Eventually, the carbon she manages to salvage should be enough. The small amount shortens the time it requires to bake in the furnace, though every second of each passing minute is torture.

Violet gathers the jar after twenty long minutes—nothing compared to the three hours she spent waiting for the paste to dry—and puts the charcoal in another container.

She loses count over how many times she stumbles and trips as she runs back to room 13, blood rushing to her head and oxygen burning her lungs.

At long last, she pushes the door open, duly startling Lemony, and hunches over to heave at her exertion.

Gentle hands grab her shoulders and guide her into sitting on a stocky chair.

"Is he…" she gasps for breath and chokes on air.

Lemony claps her back before splaying a hand over the top of her chest to guide her breathing. "Easy, Violet. Easy. Slow, deep breaths, that's it." When he has deemed that she is sufficiently calm, he says, "Your brother is fine, but barely. He stopped thrashing about an hour ago, but now he is very feverish and nearly delirious."

Slowly, she nods her head, "I have…" She raises a violently shaking, smeared hand, and he takes the container from her.

Quickly, he mixes the carbon with water in a glass, and, leveling her with a look, he puts its rim against Klaus's mouth until the boy has drunk it all.

"What now?" she croaks.

"Now," says Lemony as he gives her a glass of water, "we wait."

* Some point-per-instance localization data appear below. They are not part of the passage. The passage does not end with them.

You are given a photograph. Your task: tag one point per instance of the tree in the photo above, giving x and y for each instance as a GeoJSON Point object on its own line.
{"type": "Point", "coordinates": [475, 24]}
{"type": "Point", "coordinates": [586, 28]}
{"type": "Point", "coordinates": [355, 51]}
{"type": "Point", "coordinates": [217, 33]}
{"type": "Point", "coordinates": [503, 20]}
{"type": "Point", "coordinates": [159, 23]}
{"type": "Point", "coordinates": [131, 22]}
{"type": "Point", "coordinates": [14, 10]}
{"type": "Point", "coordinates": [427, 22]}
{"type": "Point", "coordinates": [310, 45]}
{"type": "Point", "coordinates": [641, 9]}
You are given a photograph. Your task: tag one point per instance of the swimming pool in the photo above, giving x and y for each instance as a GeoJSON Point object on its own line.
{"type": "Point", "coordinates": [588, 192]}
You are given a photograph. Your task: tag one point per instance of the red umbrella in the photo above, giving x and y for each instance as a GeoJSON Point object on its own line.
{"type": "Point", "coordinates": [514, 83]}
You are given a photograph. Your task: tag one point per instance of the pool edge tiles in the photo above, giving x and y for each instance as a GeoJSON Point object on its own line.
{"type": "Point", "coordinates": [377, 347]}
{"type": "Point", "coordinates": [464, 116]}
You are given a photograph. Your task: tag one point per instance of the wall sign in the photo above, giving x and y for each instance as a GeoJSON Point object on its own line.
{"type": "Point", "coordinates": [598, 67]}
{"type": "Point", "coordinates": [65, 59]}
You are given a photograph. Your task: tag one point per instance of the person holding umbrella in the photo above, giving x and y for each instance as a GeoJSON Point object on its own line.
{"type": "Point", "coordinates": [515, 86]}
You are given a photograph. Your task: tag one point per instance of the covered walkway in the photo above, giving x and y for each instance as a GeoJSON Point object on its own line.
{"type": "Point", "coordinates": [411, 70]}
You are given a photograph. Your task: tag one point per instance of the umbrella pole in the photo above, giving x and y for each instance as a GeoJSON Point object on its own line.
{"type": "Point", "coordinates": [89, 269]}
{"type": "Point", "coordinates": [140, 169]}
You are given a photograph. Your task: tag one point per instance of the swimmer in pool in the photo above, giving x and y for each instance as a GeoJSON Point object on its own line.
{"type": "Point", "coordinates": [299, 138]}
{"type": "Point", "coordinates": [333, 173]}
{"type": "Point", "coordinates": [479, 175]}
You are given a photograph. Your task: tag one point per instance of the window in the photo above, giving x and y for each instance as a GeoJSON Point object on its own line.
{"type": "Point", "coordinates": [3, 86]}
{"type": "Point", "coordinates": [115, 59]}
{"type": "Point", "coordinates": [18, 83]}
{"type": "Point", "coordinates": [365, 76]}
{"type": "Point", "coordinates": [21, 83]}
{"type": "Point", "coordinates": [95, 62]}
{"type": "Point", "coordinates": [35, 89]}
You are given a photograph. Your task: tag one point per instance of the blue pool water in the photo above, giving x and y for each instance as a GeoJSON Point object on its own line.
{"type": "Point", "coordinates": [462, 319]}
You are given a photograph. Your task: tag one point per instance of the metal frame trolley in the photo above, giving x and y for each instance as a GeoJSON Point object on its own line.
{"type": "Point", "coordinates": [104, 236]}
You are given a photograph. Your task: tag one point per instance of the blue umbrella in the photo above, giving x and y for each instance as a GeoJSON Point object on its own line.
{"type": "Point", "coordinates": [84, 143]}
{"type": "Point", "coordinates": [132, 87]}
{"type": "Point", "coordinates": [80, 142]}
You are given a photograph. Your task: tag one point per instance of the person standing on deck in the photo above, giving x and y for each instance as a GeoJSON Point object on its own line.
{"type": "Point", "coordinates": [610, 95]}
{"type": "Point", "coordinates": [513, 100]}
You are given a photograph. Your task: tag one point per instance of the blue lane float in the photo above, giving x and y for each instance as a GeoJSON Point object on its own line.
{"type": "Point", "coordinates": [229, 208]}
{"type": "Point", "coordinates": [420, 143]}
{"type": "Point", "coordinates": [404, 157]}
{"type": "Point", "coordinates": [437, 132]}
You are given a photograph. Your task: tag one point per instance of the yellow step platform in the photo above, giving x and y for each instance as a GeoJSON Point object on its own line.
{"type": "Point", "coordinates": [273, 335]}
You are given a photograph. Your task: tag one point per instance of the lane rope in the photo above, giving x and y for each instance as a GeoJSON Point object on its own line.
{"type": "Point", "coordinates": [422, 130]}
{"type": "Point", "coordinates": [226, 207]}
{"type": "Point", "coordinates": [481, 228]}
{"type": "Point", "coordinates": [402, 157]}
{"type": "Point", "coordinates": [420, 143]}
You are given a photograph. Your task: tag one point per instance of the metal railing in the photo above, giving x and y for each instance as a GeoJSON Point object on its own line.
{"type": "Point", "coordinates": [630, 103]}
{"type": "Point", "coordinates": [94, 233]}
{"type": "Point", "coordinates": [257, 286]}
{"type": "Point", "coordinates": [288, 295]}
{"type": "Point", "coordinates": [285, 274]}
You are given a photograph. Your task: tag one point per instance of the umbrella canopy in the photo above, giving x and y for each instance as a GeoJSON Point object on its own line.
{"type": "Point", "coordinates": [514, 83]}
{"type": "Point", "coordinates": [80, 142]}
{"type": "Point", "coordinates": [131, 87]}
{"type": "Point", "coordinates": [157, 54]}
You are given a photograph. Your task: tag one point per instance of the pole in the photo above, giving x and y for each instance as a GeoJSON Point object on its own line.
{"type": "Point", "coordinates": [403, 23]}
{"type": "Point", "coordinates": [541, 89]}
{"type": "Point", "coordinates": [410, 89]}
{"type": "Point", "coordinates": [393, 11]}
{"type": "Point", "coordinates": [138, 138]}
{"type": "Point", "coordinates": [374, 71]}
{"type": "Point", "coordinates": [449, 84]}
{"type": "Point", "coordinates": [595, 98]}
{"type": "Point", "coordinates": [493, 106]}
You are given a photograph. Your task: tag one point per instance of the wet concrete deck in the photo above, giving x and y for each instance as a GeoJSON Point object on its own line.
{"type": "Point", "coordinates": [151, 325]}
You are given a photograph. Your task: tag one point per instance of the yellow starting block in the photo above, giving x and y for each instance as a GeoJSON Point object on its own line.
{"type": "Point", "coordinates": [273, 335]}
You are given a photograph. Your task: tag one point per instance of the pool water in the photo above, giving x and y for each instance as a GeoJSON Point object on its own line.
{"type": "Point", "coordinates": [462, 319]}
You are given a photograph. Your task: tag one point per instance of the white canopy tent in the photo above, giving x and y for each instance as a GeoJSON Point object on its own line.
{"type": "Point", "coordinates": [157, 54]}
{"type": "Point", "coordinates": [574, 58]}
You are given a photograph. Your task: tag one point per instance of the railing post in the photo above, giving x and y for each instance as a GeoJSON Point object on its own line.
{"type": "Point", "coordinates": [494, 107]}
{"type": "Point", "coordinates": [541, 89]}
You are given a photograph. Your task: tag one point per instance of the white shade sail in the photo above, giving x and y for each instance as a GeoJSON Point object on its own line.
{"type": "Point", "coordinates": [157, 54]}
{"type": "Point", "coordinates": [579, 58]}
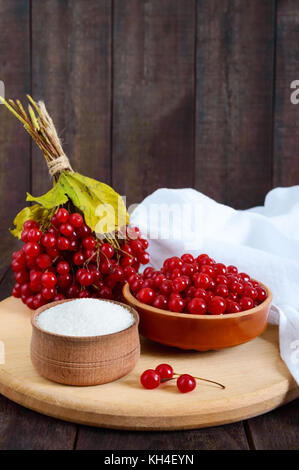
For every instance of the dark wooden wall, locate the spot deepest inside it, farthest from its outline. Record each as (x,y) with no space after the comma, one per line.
(151,93)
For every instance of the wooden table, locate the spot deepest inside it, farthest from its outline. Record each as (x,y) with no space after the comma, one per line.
(21,428)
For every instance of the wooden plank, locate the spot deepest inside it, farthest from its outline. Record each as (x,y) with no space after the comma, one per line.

Violet drinks with difficulty, her hand shaking too much and her throat too clogged.

"Will it work, Mr. Snicket?"

The sheer desperation in her small voice brings tears to his eyes. He forces a smile. "When has it not?"

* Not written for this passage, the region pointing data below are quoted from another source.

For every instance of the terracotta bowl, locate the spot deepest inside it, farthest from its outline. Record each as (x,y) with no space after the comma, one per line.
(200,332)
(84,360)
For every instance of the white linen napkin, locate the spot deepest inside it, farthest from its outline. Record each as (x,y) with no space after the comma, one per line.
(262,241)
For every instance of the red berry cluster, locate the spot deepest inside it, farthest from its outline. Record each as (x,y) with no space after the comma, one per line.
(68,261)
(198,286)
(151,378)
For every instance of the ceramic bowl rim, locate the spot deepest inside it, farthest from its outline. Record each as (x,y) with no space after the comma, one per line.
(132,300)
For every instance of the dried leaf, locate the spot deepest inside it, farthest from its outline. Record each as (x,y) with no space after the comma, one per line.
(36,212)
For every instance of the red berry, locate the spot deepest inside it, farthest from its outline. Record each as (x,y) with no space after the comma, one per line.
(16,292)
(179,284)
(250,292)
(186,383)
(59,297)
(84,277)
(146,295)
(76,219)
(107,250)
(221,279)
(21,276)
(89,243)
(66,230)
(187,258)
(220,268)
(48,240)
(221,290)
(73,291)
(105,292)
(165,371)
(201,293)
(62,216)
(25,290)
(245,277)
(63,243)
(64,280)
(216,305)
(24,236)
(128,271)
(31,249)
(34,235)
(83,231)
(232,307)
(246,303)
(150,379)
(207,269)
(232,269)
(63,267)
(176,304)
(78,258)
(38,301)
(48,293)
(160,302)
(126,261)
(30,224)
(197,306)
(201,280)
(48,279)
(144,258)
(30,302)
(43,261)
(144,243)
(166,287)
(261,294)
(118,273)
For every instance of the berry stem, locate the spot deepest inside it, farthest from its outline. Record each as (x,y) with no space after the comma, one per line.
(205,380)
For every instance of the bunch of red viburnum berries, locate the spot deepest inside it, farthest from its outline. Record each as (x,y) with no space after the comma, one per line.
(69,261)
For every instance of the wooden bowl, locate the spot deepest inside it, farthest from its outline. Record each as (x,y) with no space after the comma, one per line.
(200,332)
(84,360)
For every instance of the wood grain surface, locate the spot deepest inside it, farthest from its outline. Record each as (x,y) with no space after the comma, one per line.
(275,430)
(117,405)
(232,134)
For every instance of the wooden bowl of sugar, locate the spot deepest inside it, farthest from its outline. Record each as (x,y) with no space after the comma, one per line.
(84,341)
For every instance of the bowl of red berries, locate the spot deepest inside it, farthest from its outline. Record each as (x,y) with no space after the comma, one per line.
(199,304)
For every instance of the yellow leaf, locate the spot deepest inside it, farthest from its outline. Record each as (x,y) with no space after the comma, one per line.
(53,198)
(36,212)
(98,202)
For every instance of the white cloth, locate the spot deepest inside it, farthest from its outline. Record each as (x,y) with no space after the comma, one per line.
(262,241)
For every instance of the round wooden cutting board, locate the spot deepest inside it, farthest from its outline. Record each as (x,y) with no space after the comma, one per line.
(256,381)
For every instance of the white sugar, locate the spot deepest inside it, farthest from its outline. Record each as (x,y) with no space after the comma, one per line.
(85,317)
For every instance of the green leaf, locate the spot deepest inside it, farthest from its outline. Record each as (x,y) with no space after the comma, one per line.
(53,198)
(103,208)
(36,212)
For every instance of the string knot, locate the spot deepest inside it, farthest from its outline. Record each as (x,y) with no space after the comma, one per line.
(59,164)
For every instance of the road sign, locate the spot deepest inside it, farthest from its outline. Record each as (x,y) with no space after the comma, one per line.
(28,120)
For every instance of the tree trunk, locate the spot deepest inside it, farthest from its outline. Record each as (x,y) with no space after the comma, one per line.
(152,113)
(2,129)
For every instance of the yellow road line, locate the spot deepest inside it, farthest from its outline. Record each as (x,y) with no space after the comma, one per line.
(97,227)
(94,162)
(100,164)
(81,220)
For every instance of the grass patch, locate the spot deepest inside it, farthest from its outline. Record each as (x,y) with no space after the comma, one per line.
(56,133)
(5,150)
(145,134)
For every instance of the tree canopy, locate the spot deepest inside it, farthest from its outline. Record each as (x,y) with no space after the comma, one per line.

If she wishes to argue the validity of his logic, she doesn't. For now, she is completely silent.

"Rest now, Violet. You have earned it."

Numbly, she stands on her legs and crowds herself on the bed beside her brother.

"It's alright," she whispers tiredly. "I'm here. We're alright…"

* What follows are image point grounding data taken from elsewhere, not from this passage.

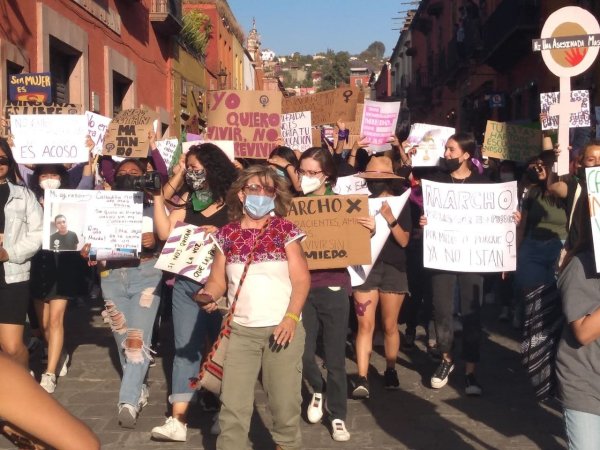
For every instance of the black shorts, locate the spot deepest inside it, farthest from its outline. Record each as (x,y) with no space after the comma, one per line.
(14,300)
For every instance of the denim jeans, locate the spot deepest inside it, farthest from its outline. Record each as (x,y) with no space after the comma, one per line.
(194,329)
(131,299)
(327,309)
(583,430)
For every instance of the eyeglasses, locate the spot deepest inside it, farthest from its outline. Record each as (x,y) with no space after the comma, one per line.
(310,173)
(255,189)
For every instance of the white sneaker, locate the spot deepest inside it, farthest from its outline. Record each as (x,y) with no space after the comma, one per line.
(48,382)
(62,363)
(172,430)
(338,431)
(314,412)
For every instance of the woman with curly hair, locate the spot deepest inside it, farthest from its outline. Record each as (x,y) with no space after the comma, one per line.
(207,176)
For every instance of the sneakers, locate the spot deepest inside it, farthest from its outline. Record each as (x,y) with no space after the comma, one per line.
(361,390)
(390,377)
(172,430)
(441,374)
(127,415)
(314,412)
(472,387)
(48,382)
(338,431)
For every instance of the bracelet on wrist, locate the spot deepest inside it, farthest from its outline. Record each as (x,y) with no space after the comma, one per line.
(293,316)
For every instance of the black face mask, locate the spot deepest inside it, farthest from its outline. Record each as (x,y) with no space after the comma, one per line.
(124,183)
(449,165)
(376,188)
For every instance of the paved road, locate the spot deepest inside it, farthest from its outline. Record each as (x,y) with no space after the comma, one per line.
(415,417)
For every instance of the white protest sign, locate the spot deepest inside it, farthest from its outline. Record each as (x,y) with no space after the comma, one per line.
(167,148)
(105,219)
(592,175)
(379,123)
(351,184)
(430,141)
(358,274)
(296,130)
(49,138)
(470,227)
(97,126)
(188,252)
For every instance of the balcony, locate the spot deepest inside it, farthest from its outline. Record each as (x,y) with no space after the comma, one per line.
(165,16)
(508,32)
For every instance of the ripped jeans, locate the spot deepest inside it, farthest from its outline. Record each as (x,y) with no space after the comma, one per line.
(131,299)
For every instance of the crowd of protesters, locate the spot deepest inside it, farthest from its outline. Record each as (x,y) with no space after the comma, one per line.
(284,310)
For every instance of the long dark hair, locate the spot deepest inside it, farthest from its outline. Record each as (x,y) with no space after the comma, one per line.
(220,171)
(13,174)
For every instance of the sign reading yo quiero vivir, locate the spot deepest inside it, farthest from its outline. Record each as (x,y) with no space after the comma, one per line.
(334,237)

And she puts herself to sleep.

Lemony drapes his jacket around her shoulders, seats himself heavily on the chair, and spends the night lost in the mire of his thoughts.


I could have saved us all the trouble if I let the hospital be a, you know, hospital. But things actually carrying out their normal function is sacrilege in Snicketverse and I shall not blaspheme.

I should mention that I have nothing against religion (I myself am spiritual), but everything taken to its extremes is inherently bad, and it's not really an ASoUE fanfic without some social commentary.

We can all agree that poor Violet needs an extended break, can't we?

And again and again, I thank everyone who reviewed and encouraged me to continue writing. Your words do not go in vain, and I deeply appreciate you all.